A giant Garuda (mythical half-man, half-bird creature), carved into the stone blocks, still guard the very top, although its partially covered now. Left to the jungle for nearly a millennium, Koh Ker was one of Cambodia’s most remote and inaccessible temple destinations. This has now changed thanks to recent de-mining and the opening of a new toll road.
Banteay Srei is officially part of the Angkor complex about 15 miles northeast of the main cluster of temples. But the numerous brilliant colored buildings and artifacts make a stand-alone attraction. Completed in 967 AD, Khmers almost exclusively used red sandstone to construct the buildings and its intricate designs.
The soft sandstone is the perfect medium for the elaborate decorative wall carvings that are still clearly visible today. Banteay Srei is the only major temple at Angkor not built for a king. The temple was dedicated to one of king Rajendravarman’s counselors, Yajnyavahara.
Angkor is by far the greatest attraction in Cambodia and one of the most spectacular ancient sites on earth.
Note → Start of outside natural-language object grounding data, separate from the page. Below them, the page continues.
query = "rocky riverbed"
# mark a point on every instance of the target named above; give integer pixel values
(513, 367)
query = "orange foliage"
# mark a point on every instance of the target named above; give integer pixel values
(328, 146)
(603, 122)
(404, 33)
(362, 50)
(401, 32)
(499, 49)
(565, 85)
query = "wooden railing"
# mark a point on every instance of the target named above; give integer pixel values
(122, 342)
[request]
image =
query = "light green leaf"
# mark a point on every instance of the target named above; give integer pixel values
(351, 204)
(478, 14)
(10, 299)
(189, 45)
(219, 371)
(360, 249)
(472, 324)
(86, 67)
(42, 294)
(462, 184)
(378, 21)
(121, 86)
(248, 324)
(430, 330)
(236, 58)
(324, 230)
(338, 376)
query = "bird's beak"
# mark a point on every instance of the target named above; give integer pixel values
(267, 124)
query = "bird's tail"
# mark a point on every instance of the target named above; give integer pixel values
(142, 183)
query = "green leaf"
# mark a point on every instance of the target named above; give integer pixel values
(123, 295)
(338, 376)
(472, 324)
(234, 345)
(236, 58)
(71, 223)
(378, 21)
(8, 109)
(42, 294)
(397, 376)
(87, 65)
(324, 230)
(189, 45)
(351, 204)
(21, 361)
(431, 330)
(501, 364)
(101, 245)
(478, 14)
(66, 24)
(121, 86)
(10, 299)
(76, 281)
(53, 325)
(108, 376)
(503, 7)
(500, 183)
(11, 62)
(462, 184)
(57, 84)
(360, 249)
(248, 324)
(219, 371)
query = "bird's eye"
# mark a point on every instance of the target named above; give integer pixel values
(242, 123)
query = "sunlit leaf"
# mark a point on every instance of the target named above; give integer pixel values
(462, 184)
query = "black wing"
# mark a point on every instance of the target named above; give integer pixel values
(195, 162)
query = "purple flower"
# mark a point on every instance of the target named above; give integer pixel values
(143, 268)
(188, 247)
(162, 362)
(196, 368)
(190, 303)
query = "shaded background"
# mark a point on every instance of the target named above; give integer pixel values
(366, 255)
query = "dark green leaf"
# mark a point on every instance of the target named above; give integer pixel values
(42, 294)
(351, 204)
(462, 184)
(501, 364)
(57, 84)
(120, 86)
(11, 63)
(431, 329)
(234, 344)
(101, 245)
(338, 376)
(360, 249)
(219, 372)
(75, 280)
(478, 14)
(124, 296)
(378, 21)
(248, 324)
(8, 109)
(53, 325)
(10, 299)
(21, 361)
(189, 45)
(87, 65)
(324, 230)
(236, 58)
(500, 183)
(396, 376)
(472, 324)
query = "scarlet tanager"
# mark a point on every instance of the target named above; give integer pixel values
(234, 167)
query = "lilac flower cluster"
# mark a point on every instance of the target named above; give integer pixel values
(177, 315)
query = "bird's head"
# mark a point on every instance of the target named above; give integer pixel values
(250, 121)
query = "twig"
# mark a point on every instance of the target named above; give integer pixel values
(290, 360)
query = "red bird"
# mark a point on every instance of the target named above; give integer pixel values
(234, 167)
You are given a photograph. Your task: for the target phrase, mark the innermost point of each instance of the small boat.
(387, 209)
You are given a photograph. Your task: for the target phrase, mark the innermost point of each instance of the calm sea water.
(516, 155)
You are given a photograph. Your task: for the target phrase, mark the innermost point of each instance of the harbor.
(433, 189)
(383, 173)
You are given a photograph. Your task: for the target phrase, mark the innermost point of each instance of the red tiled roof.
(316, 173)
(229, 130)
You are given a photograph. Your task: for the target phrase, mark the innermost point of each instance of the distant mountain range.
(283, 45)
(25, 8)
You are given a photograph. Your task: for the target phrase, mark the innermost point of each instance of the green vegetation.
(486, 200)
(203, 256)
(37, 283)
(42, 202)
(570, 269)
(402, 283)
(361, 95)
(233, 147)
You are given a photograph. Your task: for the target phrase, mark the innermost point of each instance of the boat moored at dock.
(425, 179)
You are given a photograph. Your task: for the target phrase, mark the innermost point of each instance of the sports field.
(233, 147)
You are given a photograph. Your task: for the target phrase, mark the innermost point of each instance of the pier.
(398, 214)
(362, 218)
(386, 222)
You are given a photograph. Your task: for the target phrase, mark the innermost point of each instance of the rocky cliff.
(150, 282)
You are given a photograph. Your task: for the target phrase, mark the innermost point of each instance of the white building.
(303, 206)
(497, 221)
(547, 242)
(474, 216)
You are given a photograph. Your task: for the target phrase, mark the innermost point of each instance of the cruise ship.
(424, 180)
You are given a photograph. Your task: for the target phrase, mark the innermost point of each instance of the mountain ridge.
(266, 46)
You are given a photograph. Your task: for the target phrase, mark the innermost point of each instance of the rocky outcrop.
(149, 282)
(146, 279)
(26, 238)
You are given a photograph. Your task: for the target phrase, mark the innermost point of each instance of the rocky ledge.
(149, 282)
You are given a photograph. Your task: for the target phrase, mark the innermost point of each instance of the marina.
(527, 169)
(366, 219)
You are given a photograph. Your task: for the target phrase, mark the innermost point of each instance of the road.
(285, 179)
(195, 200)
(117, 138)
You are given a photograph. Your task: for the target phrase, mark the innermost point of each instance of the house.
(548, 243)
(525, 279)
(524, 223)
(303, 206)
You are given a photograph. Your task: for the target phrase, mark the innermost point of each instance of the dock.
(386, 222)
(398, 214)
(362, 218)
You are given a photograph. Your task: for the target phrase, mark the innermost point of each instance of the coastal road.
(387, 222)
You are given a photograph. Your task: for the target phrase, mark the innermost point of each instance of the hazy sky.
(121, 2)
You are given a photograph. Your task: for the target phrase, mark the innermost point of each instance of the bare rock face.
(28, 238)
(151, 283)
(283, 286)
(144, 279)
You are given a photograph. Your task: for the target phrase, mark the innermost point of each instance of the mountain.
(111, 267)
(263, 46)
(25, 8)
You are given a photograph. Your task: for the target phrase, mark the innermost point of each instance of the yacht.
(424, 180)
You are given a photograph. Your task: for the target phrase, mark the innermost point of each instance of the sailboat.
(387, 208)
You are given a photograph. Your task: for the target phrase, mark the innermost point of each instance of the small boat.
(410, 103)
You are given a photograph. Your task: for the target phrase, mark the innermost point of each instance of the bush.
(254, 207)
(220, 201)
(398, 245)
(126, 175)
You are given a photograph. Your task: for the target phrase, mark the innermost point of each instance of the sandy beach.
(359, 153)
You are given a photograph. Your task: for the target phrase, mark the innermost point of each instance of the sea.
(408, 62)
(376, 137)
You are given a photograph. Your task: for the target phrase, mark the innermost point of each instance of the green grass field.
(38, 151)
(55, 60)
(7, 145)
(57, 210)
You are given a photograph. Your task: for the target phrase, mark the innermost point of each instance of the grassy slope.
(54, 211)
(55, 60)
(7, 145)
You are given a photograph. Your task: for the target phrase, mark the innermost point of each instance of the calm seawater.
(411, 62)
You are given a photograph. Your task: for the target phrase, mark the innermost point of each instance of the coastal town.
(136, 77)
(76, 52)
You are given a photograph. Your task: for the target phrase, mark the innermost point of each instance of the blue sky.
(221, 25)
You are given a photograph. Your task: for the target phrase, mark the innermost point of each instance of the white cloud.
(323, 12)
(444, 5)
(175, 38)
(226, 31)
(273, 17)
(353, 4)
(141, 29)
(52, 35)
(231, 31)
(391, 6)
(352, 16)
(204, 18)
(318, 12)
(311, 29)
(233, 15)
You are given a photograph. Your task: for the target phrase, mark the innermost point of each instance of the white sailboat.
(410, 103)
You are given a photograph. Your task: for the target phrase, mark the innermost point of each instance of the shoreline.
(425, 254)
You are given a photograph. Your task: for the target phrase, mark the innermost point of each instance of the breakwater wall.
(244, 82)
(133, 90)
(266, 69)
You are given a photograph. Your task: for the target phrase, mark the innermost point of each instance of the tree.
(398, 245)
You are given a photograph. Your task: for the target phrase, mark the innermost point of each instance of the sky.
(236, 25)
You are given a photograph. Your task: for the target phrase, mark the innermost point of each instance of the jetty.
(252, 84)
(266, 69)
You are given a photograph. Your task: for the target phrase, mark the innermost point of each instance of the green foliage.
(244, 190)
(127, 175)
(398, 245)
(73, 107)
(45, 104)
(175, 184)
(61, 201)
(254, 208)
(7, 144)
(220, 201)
Angkor is a vast temple complex featuring the remains of several capitals of the Khmer Empire, from the 9th to the 15th century AD.
These include the famous Angkor Wat temple, the world’s largest single religious monument, the Bayon temple (at Angkor Thom) with its multitude of massive stone faces and Ta Prohm, a Buddhist temple ruin entwined with towering trees.
Tourism with its annual 20 percent annual increases is driving progress to modern-day Cambodia that still relies heavily on foreign aid.
Although more than half the country is forested, illegal logging is costing Cambodia millions of dollars of much-needed revenue.
Another risk to Cambodia’s sustainability is the lack of environmental awareness and education with topsoil erosion and flooding becoming chronic problems depleting farmers’ sources of income and creating life-threatening situations that could be preventable.
Tourists who have fallen in love with the sights, sounds and scents of Cambodia not only have spent money to help the local economy, but many have come back to invest in the nation and to help her people.
Tom Gordon, an editor at the Orange County Register, started the Pepper Project with his wife, Cris Peterson, after several visits to Cambodia where they fell in love with the people, culture and food.
Gordon said the Pepper Project’s goal is help introduce Cambodian products such as the Kampot pepper — once only available to the finest restaurants in Europe — to the market in the U.S. at reasonable prices.
The other primary purpose of the not-for-profit enterprise is to help the region’s 118 farmers and to benefit the Daughters of Cambodia, an organization that helps victims of sex trafficking.
Although tourism is helping stimulate the economy and benefit many Cambodians, the nation continues to grapple with many issues on how to sustain and preserve its unique culture.
The biggest challenge perhaps may be how to appropriately scale the effort and what strategic approaches should be considered so tourism benefits the greatest numbers of ordinary Cambodians.
Here are some of the questions I’d like to ask participants at Florens 2012:
- What are some templates or best practices for tourism to create greater public awareness about Cambodia’s heritage?
- What is the best way or approach to prevent heritage destruction and the illegal trading of antiquities?
- What are some effective strategies and tactics to support, highlight and market sustainable tourism
- How can Cambodia provide alternative destinations to alleviate stress on overcrowded heritage such as Angkor Wat?
- What are methods to bring together private-public partnerships on a national scale for unprecedented collaboration to promote the arts, culture, heritage and community development projects in Cambodia?